Session: A long-lived PTY-backed terminal instance owned by agent-tty.

Event Log: The append-only history of a Session's terminal output, user inputs, control actions, and lifecycle events. It is the canonical source used to reconstruct Session state for replay and artifact generation.

Session Status: The lifecycle state of a Session: running, exiting, exited, failed, destroying, or destroyed.

Active Session: A Session whose host-side lifecycle may still be in progress.

Terminal Session: A Session whose host-side lifecycle has reached a final persisted state. Avoid: Finished session

Commandable Session: A Session that can still accept user input and control commands.

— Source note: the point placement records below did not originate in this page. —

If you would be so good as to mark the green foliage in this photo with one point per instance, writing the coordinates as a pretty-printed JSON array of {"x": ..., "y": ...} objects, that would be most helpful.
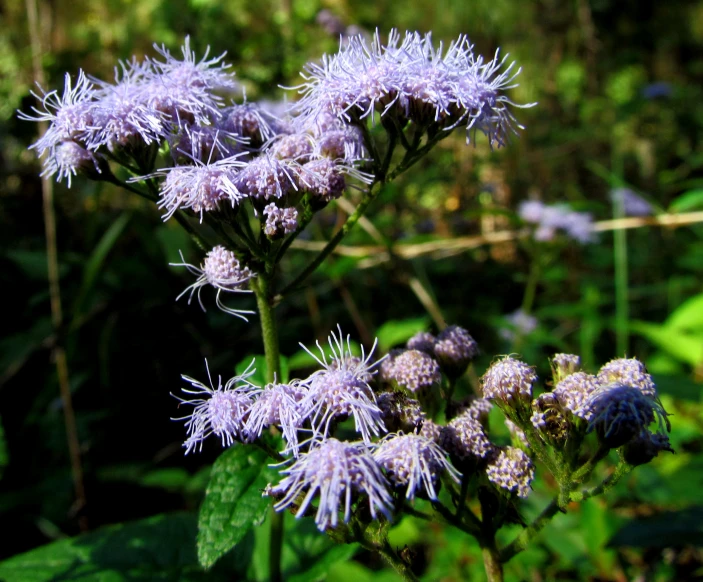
[
  {"x": 158, "y": 548},
  {"x": 233, "y": 501}
]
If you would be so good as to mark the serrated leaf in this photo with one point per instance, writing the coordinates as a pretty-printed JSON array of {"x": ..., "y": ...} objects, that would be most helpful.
[
  {"x": 395, "y": 332},
  {"x": 154, "y": 549},
  {"x": 233, "y": 501},
  {"x": 671, "y": 528}
]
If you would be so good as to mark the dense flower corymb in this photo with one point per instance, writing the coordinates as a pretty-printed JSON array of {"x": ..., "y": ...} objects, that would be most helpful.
[{"x": 335, "y": 472}]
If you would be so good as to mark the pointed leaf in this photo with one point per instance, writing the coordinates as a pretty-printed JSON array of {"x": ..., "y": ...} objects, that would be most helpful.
[{"x": 233, "y": 501}]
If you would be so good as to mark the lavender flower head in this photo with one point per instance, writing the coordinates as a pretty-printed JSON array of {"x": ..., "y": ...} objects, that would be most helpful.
[
  {"x": 341, "y": 389},
  {"x": 413, "y": 461},
  {"x": 415, "y": 79},
  {"x": 628, "y": 371},
  {"x": 513, "y": 470},
  {"x": 509, "y": 382},
  {"x": 279, "y": 405},
  {"x": 415, "y": 370},
  {"x": 333, "y": 471},
  {"x": 221, "y": 411},
  {"x": 221, "y": 270},
  {"x": 454, "y": 348}
]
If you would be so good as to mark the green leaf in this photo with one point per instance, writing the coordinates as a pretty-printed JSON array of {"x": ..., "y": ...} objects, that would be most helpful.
[
  {"x": 233, "y": 501},
  {"x": 396, "y": 331},
  {"x": 671, "y": 528},
  {"x": 4, "y": 457},
  {"x": 308, "y": 553},
  {"x": 688, "y": 315},
  {"x": 683, "y": 346},
  {"x": 158, "y": 548},
  {"x": 687, "y": 201}
]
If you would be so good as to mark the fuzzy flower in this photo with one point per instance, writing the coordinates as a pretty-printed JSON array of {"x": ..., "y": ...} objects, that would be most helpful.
[
  {"x": 513, "y": 470},
  {"x": 413, "y": 461},
  {"x": 278, "y": 405},
  {"x": 454, "y": 349},
  {"x": 221, "y": 411},
  {"x": 563, "y": 365},
  {"x": 465, "y": 438},
  {"x": 221, "y": 270},
  {"x": 415, "y": 370},
  {"x": 334, "y": 472},
  {"x": 573, "y": 391},
  {"x": 70, "y": 114},
  {"x": 415, "y": 79},
  {"x": 399, "y": 412},
  {"x": 619, "y": 413},
  {"x": 508, "y": 381},
  {"x": 200, "y": 188},
  {"x": 628, "y": 371},
  {"x": 186, "y": 89},
  {"x": 341, "y": 389},
  {"x": 280, "y": 221}
]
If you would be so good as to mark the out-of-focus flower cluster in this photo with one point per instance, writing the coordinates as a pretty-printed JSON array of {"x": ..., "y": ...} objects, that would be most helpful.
[
  {"x": 401, "y": 452},
  {"x": 551, "y": 220}
]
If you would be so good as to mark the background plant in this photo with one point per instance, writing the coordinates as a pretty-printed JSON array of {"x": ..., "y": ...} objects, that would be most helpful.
[{"x": 602, "y": 108}]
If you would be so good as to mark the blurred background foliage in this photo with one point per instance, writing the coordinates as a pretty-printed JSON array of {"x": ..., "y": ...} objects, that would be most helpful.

Command Target: The Commandable Session selected and verified as eligible to receive an input or control command. Avoid: Running Session Target

Waited Run: A run request where the caller asks agent-tty to wait until the command's completion signal is observed. Avoid: Blocking run

Run Completion: The host-observed end point for a Waited Run, distinct from Session exit and caller timeout. Avoid: Command finish, session completion

Render Wait: A wait request whose condition is evaluated against renderer-produced Semantic Snapshots. Avoid: Visual wait, snapshot wait

Screen Stability: A render condition where the visible text content of a Semantic Snapshot has remained unchanged for a requested duration. Avoid: Settled screen

Screen Hash: A stable digest of a Session's normalized visible screen text at a captured event-log sequence, used to tell whether the rendered screen content changed between two observations. It is computed from the same canonical visible text that the Screen Stability check and text Render Wait matching use, so the three never disagree. Avoid: Screen checksum, frame hash, screenshot hash

Batch: An ordered sequence of Batch Steps driven through one Command Target in a single batch invocation. It runs fail-fast: the first failed Batch Step stops the run unless the caller opts into continuing. Avoid: Pipeline, script, macro

Batch Step: A single ordered action within a Batch: either one input or control action sent to the Command Target (text, paste, key chord, or a Waited Run), or one Render Wait. Avoid: Command, instruction

Wait Baseline: The Event Log point a Render Wait must observe a Semantic Snapshot beyond before it can match, so the wait reflects screen state from that point onward rather than stale pre-step content. Avoid: afterSeq, sequence floor

Live Host Eligible Session: A Session where callers should ask the live session host for fresh state.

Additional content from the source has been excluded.